Government acknowledged lack of financial capital as the major barrier hindering success of youth entrepreneurship.
Speaking in Lilongwe Tuesday during the Malawi social economic forum which attracted a number of participants from within and across the globe, The Vice President, Dr. Saulosi Claus Chilima said 52 percent of the country’s youths were un-able to get capital from the banks to start up businesses.
The Vice President while emphasizing on the importance of the forum noted that, for Malawi to develop and reduce her unemployment rates there was need to harness the entrepreneurship concept.
Chilima said, “There are a number of platforms to harness youth entrepreneurship. This is why, because of its relevance to the country. Government established the Small and Medium Enterprises Development Institute (SMEDI) in addition to the Department of Micro, Small and Medium enterprise in the Ministry of Industry, Trade and Tourism.
“The government also started One Village One Product (OVOP) initiative to promote entrepreneurship to the general population.”
He added: “government also initiated the Youth Enterprise Development Fund (YEDEF) that targeted the youth in entrepreneurship by providing them with soft loans and business equipment. YEDEF was merged with Malawi Rural Development Fund (MARDEF) to form the current Malawi Enterprise Development Fund (MEDF).”
As a way of enhancing youth entrepreneurship, Chilama said Government was seriously investing in Community Technical Colleges knowing that many youth would be horned in various skilss.
The Vice President appealed to all prospective entrepreneurs to re-invest their profits, avoid purchase of expensive gadgets and cars when they start making more money and stop living larger than themselves.

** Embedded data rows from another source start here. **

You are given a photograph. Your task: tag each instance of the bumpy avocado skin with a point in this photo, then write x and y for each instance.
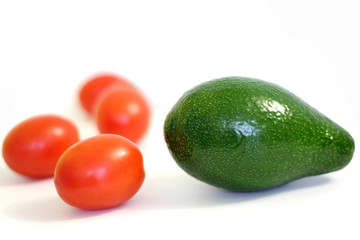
(246, 134)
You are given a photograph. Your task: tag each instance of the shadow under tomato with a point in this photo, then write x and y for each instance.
(47, 209)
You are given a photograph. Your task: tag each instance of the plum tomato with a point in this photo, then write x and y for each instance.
(124, 112)
(33, 147)
(99, 172)
(96, 86)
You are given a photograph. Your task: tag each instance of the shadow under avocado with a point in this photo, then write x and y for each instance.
(180, 191)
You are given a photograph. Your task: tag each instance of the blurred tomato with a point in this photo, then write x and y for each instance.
(124, 112)
(97, 86)
(33, 147)
(100, 172)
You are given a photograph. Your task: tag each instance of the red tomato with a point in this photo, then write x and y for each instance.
(124, 112)
(100, 172)
(95, 87)
(33, 147)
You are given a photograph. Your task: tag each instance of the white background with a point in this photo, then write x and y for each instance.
(48, 49)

United Nation’s Resident Coordinator, Mia Seppo concurred with Chilima acknowledging that youth unemployment remains very high in Malawi.

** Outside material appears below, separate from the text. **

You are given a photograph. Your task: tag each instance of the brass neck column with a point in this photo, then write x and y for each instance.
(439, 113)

” While unemployment for the highly educated youth has lower relative to youth with other education levels, the situation is already becoming more problematic as increased numbers of graduates from universities enter the labour market, with new skills and knowledge but slimmer employment opportunities,” she said.
Statistics shows that 2013 Malawi Labour Force Survey estimated that overall unemployment was at 21 percent. Of the employed people, 89 percent work in informal sector.

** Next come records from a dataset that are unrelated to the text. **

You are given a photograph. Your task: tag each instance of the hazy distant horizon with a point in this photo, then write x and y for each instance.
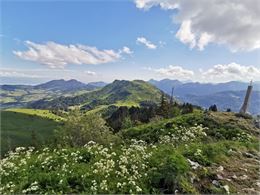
(107, 40)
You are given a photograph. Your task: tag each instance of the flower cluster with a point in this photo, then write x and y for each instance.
(183, 135)
(94, 169)
(243, 137)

Youth unemployment was 23 percent for ages 15-34 years and 27.5 percent for ages 15-24 years.
It is therefore, a fact that the Malawi population is dominated by the youths.
Other sources estimate youth dependency ratio at 87.9 percent implying an enormous burden on the working group.
It is also estimated that 71 percent of employed people live on less than US$1.25 a day. This means that more interventions are necessary, even to the employed, in order to increase incomes of which entrepreneurship is one.
The Malawi Socio Economic Forum was held under the theme, youth entrepreneurship: creating opportunities to build mother Malawi.